The designers of the first online systems had presumed that searching would be done by end users; that assumption undergirded system design. MEDLINE was intended to be used by medical researchers and clinicians, NASA/RECON was designed for aerospace engineers and scientists. For many reasons, however, most users through the seventies were librarians and trained intermediaries working on behalf of end users. In fact, some professional searchers worried that even allowing eager end users to get at the terminals was a bad idea.
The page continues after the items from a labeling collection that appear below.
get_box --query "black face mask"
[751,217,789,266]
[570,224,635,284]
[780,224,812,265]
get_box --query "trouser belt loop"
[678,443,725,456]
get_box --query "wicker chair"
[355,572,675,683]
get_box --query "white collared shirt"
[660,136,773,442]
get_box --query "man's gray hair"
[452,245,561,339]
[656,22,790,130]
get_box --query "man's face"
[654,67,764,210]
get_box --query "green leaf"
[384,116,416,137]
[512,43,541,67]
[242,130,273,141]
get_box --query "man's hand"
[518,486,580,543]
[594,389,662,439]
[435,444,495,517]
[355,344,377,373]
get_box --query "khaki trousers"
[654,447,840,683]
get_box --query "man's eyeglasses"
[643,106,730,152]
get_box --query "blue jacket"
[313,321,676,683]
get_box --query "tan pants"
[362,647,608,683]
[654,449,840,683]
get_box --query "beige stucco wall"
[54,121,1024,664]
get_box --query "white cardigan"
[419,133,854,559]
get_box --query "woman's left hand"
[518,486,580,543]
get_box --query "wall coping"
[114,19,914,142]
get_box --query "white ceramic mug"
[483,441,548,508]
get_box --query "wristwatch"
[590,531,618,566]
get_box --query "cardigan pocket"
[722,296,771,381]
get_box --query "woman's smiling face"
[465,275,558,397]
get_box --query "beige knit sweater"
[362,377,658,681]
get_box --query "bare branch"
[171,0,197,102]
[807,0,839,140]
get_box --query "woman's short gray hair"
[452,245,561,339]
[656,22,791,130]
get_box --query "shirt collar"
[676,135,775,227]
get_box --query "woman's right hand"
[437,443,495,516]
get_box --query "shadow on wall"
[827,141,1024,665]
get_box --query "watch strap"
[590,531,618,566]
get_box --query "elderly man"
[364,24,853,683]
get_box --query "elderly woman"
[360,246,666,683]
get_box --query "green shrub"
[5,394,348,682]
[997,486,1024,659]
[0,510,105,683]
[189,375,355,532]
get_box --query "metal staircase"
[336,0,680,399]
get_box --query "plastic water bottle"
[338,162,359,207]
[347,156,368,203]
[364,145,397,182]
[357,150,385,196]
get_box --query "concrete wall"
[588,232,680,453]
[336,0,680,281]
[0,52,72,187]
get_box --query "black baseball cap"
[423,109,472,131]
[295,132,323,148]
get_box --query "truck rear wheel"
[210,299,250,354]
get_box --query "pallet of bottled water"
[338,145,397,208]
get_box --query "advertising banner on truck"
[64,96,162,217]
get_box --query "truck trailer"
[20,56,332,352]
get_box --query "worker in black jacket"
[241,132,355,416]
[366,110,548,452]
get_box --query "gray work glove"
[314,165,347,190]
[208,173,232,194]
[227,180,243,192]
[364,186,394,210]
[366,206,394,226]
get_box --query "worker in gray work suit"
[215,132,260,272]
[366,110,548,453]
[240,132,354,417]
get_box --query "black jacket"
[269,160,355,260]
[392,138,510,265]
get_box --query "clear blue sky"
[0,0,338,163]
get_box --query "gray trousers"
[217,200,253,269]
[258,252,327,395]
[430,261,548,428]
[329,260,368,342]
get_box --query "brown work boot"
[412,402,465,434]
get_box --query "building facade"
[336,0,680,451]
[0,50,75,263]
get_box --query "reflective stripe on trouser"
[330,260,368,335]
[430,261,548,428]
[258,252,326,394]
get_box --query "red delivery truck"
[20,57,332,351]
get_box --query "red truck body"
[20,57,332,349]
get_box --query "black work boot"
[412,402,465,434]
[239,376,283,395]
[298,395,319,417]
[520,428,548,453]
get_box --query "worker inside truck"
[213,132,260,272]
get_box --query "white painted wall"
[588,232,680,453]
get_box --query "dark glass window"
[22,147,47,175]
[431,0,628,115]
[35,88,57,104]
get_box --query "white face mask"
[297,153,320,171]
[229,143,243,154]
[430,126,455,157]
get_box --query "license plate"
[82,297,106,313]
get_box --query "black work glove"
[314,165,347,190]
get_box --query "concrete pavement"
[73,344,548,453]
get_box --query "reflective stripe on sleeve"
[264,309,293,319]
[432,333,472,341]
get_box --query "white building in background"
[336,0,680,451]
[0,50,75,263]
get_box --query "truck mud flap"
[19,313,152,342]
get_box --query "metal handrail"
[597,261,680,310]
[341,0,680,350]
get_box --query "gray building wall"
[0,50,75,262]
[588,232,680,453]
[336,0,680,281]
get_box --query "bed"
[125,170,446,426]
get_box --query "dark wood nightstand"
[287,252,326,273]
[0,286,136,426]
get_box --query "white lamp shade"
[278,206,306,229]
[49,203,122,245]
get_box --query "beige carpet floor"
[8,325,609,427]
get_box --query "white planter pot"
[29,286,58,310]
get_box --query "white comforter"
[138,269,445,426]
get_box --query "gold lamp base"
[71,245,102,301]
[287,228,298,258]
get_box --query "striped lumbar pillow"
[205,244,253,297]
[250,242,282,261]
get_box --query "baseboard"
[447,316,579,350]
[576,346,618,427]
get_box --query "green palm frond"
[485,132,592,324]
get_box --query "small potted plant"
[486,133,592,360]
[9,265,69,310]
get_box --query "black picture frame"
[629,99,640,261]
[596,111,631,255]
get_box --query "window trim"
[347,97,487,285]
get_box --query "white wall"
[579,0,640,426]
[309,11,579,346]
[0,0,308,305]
The development of digital infrastructure for scientific publication was largely undertaken by private companies. In 1963, Eugene Garfield created the Institute for Scientific Information that aimed to transform the projects initially envisioned with Lederberg into a profitable business. The Science Citation Index relied on a computational processing of citation data. It had a massive and lasting influence on the structuration of global scientific publication in the last decades of the 20th century, as its most important metrics, the Journal Impact Factor, "ultimately came to provide the metric tool needed to structure a competitive market among journal. Garfield also successfully launched Current Contents, a periodic compilation of scientific abstracts that acted as a simplified commercial version of the central deposit envisioned within SCITEL. Rather than being replaced by a centralized information system, leading scientific publishers have been able to develop their own information infrastructure that ultimately reinforced their business position. By the end of the 1960s, the dutch publisher Elsevier and the german publisher Springer have started to computarize their internal data, as well as the management of the journal reviews.

Until the advent of the web, the landscape of scientific infrastructures remained fragmented. Projects, and communities relied on their own unconnected networks at a national or institutional level: "the Internet was nearly invisible in Europe because people there were pursuing a separate set of network protocols". The birthing place of the World Wide Web, the CERN, had its own version of Internet, CERN-Net and also supported its own protocol for e-mail exchange. The European Space Agency used its own iteration of the RECON system also used by NASA engineers (ESRO/RECON). The insulated scientific infrastructures could hardly be connected before the advent of the web. Communication between scientific infrastructures was not only challenging across space, but also across time. Whenever a communication protocol was no longer maintained, the data and knowledge it disseminated was likely to disappear as well: "the relationship between historical research and computing has been durably affected by aborted projects, data loss and unrecoverable formats".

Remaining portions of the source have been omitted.